En medio del ruido, cada vez creciente, un hombre, miserablemente vestido y borracho como una sopa, se abrió paso por entre los que se le oponían, y penetró en la sala con paso nada seguro. El brusco cambio entre la neblina y la oscuridad de fuera, y el resplandor y el calor de dentro lo deslumbraron, así es que en su estupor quitóse el estropeado sombrero y lo pasó una o dos veces ante sus ojos, mientras se sostenía, aunque con poca seguridad, contra el respaldo de un sofá. De pronto, su errante mirada cayó sobre la pálida fisonomía de Carlos Tomás, y con un destello de infantil inteligencia y una débil risa de falsete, echóse hacia adelante, agarróse a la mesa, hizo caer los vasos, y, finalmente, se dejó caer sobre el pecho del joven.

—¡Carlos! ¡Caramba de truhán! ¿Qué tal?

—¡Silencio! ¡Siéntate! ¡Calla! —dijo Carlos Tomás, forcejeando rápidamente por desembarazarse del abrazo de su inoportuna visita.

—¡Mírenlo! —continuó el forastero, sin hacer caso del aviso y con la mayor despreocupación.

Y en tono de amorosa y expresiva admiración, y reteniendo al pobre Carlos con vacilante muñeca, lleno de ternura, prosiguió:

—¡Contemplen, pues, a este pillastre! ¡Carlos, así Dios me condene, estoy orgulloso de ti!

—¡Salga usted de casa! —dijo el señor Tomás, levantándose con la amenazadora y fría mirada de sus ojos grises, y haciendo acopio de autoridad—. Carlos, ¿cómo te atreves?…

—¡Cálmate, vejete! Carlos, ¿quién es ese tío, vamos? ¡Corre!

—¡Cállate, insensato! ¡Vamos, toma esto! —Y con mano nerviosa Carlos Tomás llenó de licor una copa—. Bebe y vete, hasta mañana… en cualquier parte, pero déjanos; vete en seguida y déjanos en paz.

Pero antes de que el miserable pudiera beber, el anciano, pálido de rabia, precipitóse sobre el intruso, y asiéndolo con sus poderosos brazos y arrastrándolo a través del grupo de asustados comensales que los rodeaban, alcanzó la puerta abierta de par en par por los criados, cuando Carlos Tomás exclamó, con un grito angustioso:

—¡Deténgase!

Paróse el anciano. A través de la puerta, abierta de par en par, la neblina y el viento llevaron al interior una oleada de frío.

—¿Qué significa esto? —preguntó, volviendo hacia Carlos su colérico rostro.

—¡Nada! Pero, deténgase, se lo suplico… Aguarde hasta mañana, pero no esta noche. No lo haga. Se lo ruego. Por el amor de Dios, no haga usted eso.

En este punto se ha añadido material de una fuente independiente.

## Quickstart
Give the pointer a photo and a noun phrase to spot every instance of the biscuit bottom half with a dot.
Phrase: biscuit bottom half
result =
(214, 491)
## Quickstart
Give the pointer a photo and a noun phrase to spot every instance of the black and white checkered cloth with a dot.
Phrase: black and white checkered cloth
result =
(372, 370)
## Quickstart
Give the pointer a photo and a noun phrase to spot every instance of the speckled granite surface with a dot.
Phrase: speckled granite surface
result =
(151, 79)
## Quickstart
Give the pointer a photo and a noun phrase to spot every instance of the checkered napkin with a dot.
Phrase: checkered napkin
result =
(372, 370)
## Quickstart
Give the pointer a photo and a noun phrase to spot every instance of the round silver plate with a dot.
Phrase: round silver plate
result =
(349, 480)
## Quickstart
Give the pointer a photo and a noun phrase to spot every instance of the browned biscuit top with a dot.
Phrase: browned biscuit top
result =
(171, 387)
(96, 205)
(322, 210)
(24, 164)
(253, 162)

En el tono de la voz del joven, o tal vez en el contacto del miserable que luchaba entre sus poderosos brazos, había un no sé qué indefinible y extraño. Sea como fuere, un terror confuso e indefinible se apoderó del corazón del anciano, que murmuró con voz salvaje:

—¿Quién es este sujeto?

Carlos no contestó.

—¡Atrás todos! —gritó con voz de trueno el señor Tomás a los convidados que lo rodeaban—. ¡Carlos, ven aquí! Yo te lo mando, yo… yo… yo… yo te ruego… me digas quién es este hombre. Ahora mismo.

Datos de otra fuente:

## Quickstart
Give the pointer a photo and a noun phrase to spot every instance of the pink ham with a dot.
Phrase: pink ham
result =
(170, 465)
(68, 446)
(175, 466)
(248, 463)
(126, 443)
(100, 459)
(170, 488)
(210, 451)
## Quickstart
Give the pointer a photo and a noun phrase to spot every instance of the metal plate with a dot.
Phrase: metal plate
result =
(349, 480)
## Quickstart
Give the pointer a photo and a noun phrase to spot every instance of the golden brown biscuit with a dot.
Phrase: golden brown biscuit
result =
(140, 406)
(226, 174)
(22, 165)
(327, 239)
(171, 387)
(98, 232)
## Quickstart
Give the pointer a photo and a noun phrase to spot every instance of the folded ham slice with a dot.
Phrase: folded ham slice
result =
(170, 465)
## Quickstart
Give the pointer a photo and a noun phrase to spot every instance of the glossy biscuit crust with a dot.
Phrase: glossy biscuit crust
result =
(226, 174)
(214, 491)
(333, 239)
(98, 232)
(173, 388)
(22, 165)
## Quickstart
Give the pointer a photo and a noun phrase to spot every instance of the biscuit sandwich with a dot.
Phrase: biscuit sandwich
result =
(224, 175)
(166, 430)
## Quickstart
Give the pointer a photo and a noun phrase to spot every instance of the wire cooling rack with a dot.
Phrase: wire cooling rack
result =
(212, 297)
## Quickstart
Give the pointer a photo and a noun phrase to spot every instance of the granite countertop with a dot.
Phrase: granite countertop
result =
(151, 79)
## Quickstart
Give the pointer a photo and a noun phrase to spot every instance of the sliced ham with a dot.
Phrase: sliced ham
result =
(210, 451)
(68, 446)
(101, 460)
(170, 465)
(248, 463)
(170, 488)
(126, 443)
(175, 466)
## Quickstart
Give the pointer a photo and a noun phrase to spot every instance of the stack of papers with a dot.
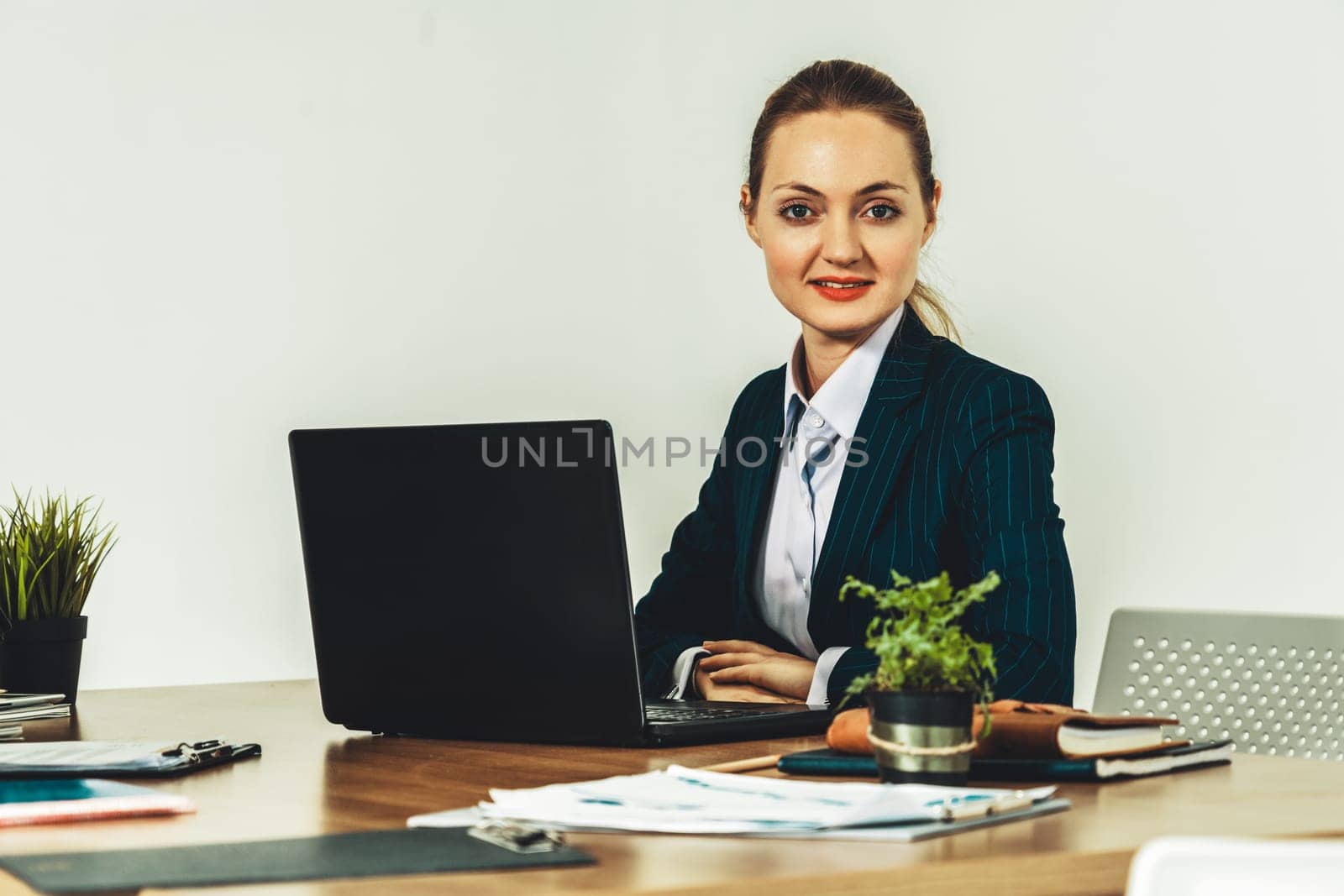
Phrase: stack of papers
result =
(689, 801)
(24, 707)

Dos personas, tan sólo, oyeron la contestación que salió, débil y quebrantada, de los labios de Carlos Tomás:

—ES SU HIJO.

* * *

Al día siguiente, cuando el sol había rebasado las áridas colinas de arena, los convidados habían desaparecido de los festivos salones del señor Tomás. Las luces ardían aún pálidas y tristes en los desiertos salones, y en medio de este abandono, sólo tres personas se acurrucaban apretadas en un ángulo de la fría sala, formando confuso montón. La una, tendida en un canapé, dormía el sueño de la borrachera; sentábase a sus pies el que hemos conocido por Carlos Tomás, y junto a ambos, encogida y rebajada a la mitad de su tamaño encorvábase la figura del señor Tomás, la mirada hosca, los codos sobre las rodillas y tapándose con las manos los oídos, como para evitar la voz triste y suplicante que parecía llenar los ámbitos de la habitación.

—Bien sabe que no empleé voluntariamente artificio alguno para engañar a usted. El nombre que di aquella noche fue el primero que me vino a las mientes; precisamente el nombre de uno a quien creí muerto; el del disoluto compañero de mi vida de libertino. Cuando más tarde me interrogó usted, empleé el conocimiento que de él había adquirido, para enternecer su corazón y ganarlo para una vida honrada. ¡Juro que únicamente fue por esto! Y cuando me dijo quién era, vi por primera vez abrirse ante mí una nueva vida… entonces… entonces… ¡oh, señor! sí, estaba hambriento, desnudo y sin recurso, cuando iba a robar su bolsillo; me sentía solo en el mundo, infeliz y desesperado, cuando quise robar la ternura de un padre dolorido.